Three Kings
Frequently, when called upon to list my favorite movies, Three Kings makes it onto my list. And then, inevitably, people will respond with something that they find obvious and I find offensive, comments like, “How can you put it on your list over Braveheart/Good Will Hunting/Trainspotting?!” What can I say? I just love it.
First, it’s compelling. It’s an action movie with great camerawork, a fun soundtrack (I find the entrance to the village to the tune “I Get Around” to be one of the most inspired musical choices in any film), a sense of real importance, great acting, a punchy script, ambitious direction, and a Mark Wahlberg torture scene. What’s not to like?
Second, it’s hilarious. Spike Jonze’s man-crush (perhaps eerily like my own) on Mark Wahlberg is pathetic and endearing (”Troy said this was a bad-ass haircut”), the ongoing discussion of black quarterbacks is resolved when Ice Cube loads a Nerf football with C4, and Clooney’s “many nations” speech is a truly great failed propaganda speeches (then again, I don’t think there are too many failed propaganda speeches in film…maybe this is what makes Clooney’s so good). Even Saïd Taghmaoui’s character, as he electrocutes Mark Wahlberg and forces him to drink crude oil, is bizarrely funny. His thoughs on Michael Jackson, his use of the phrase “my main man,” and his cruel sense of humor (”I’m not a father anymore. My son is dead.”) make you want to laugh and cry at the same time…but in a good way.

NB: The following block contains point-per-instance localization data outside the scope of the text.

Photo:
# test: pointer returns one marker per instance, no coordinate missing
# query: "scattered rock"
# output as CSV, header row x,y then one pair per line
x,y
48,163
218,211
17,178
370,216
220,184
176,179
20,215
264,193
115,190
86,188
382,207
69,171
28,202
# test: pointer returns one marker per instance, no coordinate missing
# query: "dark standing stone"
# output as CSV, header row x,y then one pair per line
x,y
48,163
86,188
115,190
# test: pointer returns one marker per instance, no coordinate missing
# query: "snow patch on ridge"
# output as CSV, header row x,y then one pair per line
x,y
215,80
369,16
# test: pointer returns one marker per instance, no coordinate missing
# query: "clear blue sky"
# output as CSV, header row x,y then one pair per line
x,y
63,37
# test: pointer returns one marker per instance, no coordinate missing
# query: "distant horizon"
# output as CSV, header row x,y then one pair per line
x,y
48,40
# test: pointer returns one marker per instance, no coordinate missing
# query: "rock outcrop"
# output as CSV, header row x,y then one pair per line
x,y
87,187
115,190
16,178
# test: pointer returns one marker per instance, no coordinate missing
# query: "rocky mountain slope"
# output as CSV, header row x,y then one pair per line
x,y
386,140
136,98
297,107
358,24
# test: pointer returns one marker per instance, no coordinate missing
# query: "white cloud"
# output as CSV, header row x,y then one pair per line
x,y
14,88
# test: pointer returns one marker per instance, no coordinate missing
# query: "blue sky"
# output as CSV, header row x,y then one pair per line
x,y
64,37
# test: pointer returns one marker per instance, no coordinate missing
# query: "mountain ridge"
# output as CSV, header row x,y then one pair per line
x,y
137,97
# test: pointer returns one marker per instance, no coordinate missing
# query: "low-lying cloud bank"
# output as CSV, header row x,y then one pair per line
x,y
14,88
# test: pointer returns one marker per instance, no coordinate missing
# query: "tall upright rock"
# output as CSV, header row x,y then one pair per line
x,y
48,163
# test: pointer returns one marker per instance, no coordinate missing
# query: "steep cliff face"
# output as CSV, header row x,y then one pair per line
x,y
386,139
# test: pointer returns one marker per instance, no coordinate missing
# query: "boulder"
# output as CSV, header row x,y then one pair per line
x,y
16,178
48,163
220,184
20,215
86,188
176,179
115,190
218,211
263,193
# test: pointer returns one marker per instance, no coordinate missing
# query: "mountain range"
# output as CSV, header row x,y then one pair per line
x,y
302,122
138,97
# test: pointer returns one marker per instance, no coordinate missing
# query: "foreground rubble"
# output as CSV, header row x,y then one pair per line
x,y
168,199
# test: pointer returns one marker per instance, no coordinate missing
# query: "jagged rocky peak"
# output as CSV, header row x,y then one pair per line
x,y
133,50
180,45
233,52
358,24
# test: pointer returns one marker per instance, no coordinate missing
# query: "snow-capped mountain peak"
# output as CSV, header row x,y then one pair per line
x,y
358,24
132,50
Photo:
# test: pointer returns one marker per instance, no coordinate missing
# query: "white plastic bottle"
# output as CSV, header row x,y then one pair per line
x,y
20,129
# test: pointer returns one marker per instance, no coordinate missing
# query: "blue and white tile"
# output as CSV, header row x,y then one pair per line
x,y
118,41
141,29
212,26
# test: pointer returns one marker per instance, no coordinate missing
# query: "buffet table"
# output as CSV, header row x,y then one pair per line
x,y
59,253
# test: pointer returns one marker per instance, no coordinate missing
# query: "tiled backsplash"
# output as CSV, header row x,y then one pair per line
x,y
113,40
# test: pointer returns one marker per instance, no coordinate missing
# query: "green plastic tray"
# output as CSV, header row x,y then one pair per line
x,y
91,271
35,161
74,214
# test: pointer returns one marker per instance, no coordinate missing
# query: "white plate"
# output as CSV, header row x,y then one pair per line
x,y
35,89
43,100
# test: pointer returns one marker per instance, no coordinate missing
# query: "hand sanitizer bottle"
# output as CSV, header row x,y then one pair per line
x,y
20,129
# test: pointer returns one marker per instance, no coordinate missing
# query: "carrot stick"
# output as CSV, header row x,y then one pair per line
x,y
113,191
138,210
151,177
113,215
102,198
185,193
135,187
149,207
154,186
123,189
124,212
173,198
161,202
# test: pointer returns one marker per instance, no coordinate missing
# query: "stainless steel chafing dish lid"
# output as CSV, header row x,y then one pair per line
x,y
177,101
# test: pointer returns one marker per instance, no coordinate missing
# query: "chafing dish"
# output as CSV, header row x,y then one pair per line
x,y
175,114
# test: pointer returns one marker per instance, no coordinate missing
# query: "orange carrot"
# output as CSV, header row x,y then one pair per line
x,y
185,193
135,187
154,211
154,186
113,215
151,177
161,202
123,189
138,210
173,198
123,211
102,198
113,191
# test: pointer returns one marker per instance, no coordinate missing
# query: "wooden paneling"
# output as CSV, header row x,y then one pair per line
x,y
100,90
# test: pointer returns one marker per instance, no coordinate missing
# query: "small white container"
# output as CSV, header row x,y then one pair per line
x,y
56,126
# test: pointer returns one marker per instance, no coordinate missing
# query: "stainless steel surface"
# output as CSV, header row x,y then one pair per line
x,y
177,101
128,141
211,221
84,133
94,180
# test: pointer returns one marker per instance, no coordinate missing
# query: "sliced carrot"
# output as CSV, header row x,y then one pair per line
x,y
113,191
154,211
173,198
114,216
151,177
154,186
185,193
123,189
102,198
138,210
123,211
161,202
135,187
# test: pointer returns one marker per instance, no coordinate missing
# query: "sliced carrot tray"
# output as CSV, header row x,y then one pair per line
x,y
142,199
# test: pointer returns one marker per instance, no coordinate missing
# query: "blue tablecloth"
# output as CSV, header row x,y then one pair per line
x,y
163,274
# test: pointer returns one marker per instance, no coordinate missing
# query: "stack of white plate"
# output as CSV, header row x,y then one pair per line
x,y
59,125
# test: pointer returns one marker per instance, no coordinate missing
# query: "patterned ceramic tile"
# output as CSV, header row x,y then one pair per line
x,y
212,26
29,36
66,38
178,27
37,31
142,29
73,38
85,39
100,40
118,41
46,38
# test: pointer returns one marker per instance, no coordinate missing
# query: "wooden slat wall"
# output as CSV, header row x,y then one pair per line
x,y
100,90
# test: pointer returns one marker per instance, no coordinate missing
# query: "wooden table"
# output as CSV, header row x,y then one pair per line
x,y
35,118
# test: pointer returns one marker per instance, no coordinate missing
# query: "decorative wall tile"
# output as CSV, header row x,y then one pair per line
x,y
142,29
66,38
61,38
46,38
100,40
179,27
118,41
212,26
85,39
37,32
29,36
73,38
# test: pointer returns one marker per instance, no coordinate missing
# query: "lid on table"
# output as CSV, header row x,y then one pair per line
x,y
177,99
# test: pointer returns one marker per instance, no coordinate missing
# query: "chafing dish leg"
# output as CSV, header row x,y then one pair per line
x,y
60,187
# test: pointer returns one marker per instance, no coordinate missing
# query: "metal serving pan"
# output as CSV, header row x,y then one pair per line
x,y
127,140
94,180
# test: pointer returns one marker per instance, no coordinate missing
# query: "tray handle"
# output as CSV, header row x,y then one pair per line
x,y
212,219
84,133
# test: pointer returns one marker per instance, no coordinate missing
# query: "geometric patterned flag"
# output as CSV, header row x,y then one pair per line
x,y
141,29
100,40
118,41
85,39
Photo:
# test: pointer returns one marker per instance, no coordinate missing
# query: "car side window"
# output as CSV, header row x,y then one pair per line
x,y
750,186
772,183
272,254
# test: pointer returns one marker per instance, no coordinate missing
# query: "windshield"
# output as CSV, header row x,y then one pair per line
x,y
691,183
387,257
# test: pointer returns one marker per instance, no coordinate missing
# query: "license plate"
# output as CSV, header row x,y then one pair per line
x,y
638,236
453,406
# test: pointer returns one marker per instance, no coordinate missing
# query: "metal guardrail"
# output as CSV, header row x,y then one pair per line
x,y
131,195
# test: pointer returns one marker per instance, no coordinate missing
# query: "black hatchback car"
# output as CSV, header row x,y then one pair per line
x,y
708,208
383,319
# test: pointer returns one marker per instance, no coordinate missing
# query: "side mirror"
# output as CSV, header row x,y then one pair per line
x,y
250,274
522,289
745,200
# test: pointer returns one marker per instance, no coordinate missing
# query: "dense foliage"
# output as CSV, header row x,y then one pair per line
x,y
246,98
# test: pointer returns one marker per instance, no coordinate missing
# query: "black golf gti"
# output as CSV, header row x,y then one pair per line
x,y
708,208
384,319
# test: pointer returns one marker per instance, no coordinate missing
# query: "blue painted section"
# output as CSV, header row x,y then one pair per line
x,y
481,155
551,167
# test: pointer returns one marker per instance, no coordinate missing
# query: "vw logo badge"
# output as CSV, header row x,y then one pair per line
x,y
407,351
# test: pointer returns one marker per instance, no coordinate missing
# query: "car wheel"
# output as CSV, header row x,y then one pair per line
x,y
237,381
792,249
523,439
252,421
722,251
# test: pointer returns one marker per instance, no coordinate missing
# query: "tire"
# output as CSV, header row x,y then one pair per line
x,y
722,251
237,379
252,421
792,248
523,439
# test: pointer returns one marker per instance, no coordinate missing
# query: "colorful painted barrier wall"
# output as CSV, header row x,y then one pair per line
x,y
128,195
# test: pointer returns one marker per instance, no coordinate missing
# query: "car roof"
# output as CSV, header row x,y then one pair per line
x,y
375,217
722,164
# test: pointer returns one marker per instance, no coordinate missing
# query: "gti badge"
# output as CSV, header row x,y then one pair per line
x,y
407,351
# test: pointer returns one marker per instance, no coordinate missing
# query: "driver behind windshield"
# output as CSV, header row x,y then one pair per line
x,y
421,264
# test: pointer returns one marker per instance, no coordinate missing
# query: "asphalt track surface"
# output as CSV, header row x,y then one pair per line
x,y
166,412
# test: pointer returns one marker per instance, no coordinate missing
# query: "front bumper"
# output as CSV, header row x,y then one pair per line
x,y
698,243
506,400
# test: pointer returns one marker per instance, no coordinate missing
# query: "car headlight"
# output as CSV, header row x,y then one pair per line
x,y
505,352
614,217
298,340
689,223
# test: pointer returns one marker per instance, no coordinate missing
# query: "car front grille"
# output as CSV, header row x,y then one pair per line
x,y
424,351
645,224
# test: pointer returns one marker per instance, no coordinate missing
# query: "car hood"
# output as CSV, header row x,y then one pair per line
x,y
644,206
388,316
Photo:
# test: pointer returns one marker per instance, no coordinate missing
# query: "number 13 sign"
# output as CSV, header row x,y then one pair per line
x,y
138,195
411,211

Last, it’s got substance. A story of morally bereft American soldiers during the first Iraq war, the film traces their steps as they plan and botch a gold heist, eventually becoming the hesitant guardians of defenseless Iraqi rebels who are attempting to fight against Saddam Hussein’s regime (only to be abandoned by the American military as they begin to resist). It’s informative, an alternative look at the situation in Iraq in the early 90s, and very carefully unpacks the moral, political, and human implications of America’s involvement in that region.
Simply, it does it for me on a variety of levels. Most movies attempting to navigate a terrain like this would fall into a sense of self-importance, or would sacrifice complexity for false emotional payoffs. I think Three Kings manages to be both emotionally and morally true while allowing for the possibility of real redemption and transcendence, not the kind we have started to assume Hollywood will force-feed us (nobody gets any medals, that’s for sure).
The on-set problems (Clooney and director David O. Russell famously clashed) seem to have only enhanced the sense of urgency and heightened the comedic and dramatic tension, because the whole film runs on adrenaline and crackles with the runaway energy of a train whose inertia refuses to be slowed. There’s a shot where Mark Wahlberg, looking at a suitcase of gold, announces that he’s going to go get a truck. Before he can get the line out properly, he smiles and clumsily falls out of frame. This is of course a goof, a line that Wahlberg stumbled over, but the sense of loose joy, the rambling, improvisational glee, captures both the spirit of the film and the anything goes attitude that many of the soldiers in that war (perhaps foolishly) possessed.
David O. Russell has since become infamous for alienating and abusing his actors (on the set of I Heart Huckabees he brutally verbally attacked Lily Tomlin and there are reports that he stripped down to his underwear while directing Naomi Watts). If all of his movies can be as good as Three Kings, I’m almost convinced that it’s worth it.